Improving Automatic Detection of Obstructive Sleep Apnea Through Nonlinear Analysis of Sustained Speech

  • José Luis Blanco
  • Luis A. Hernández
  • Rubén Fernández
  • Daniel Ramos
Article

Abstract

We present a novel approach for the detection of severe obstructive sleep apnea (OSA) based on patients’ voices introducing nonlinear measures to describe sustained speech dynamics. Nonlinear features were combined with state-of-the-art speech recognition systems using statistical modeling techniques (Gaussian mixture models, GMMs) over cepstral parameterization (MFCC) for both continuous and sustained speech. Tests were performed on a database including speech records from both severe OSA and control speakers.
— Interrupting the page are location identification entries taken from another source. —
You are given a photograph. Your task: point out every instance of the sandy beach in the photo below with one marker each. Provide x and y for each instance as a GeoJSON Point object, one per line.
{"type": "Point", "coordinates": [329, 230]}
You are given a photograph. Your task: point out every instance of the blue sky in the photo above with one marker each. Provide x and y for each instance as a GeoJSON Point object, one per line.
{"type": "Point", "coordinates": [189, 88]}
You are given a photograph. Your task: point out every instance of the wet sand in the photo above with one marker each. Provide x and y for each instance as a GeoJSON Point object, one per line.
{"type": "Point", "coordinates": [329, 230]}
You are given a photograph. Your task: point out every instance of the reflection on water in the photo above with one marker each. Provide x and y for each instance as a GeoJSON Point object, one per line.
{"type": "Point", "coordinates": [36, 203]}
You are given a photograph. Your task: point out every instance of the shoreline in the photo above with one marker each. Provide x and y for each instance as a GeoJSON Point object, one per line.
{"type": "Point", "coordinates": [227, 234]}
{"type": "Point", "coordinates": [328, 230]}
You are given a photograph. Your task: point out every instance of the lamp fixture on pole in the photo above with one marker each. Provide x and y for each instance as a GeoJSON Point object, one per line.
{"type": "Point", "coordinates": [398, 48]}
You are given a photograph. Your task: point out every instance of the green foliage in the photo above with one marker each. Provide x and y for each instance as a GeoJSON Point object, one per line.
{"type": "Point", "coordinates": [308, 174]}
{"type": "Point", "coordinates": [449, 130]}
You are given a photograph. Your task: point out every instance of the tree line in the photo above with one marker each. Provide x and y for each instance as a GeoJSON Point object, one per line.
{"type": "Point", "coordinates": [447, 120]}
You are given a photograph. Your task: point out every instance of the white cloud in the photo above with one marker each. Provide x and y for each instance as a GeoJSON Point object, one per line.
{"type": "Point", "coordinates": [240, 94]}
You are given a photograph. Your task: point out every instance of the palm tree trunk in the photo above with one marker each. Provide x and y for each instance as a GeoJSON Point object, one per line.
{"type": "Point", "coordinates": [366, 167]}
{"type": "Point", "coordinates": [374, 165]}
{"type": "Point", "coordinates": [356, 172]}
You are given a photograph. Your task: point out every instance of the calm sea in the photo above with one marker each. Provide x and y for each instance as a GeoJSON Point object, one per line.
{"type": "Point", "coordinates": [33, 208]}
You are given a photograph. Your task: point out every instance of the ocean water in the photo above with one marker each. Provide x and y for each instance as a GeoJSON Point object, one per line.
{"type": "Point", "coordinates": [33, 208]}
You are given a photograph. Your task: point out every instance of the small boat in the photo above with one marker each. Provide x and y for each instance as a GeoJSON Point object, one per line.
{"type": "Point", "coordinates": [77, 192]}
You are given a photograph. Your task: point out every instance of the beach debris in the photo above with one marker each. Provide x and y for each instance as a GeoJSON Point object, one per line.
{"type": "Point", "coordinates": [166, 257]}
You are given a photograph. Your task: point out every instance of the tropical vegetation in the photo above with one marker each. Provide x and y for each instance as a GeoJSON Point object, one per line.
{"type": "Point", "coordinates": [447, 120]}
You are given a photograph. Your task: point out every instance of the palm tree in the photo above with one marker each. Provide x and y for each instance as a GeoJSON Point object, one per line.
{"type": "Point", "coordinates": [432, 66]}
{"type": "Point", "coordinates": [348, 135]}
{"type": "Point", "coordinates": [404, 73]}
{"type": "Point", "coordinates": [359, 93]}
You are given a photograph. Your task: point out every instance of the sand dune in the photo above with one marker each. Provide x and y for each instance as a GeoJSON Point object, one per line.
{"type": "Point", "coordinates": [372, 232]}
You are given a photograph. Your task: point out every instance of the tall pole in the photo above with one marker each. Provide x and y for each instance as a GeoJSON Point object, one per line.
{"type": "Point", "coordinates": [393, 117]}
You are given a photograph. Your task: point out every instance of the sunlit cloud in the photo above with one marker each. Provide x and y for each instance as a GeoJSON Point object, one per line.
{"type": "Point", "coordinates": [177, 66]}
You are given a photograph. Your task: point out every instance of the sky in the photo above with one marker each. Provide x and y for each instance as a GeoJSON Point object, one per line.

A 10 % relative reduction in classification error was obtained for sustained speech when combining MFCC-GMM and nonlinear features, and 33 % when fusing nonlinear features with both sustained and continuous MFCC-GMM. Accuracy reached 88.5 % allowing the system to be used in OSA early detection. Tests showed that nonlinear features and MFCCs are lightly correlated on sustained speech, but uncorrelated on continuous speech. Results also suggest the existence of nonlinear effects in OSA patients’ voices, which should be found in continuous speech.

Keywords

Obstructive sleep apnea (OSA) Continuous speech Sustained speech Gaussian mixture models (GMMs) Nonlinear analysis Speech dynamics Classification and regression tree (CART)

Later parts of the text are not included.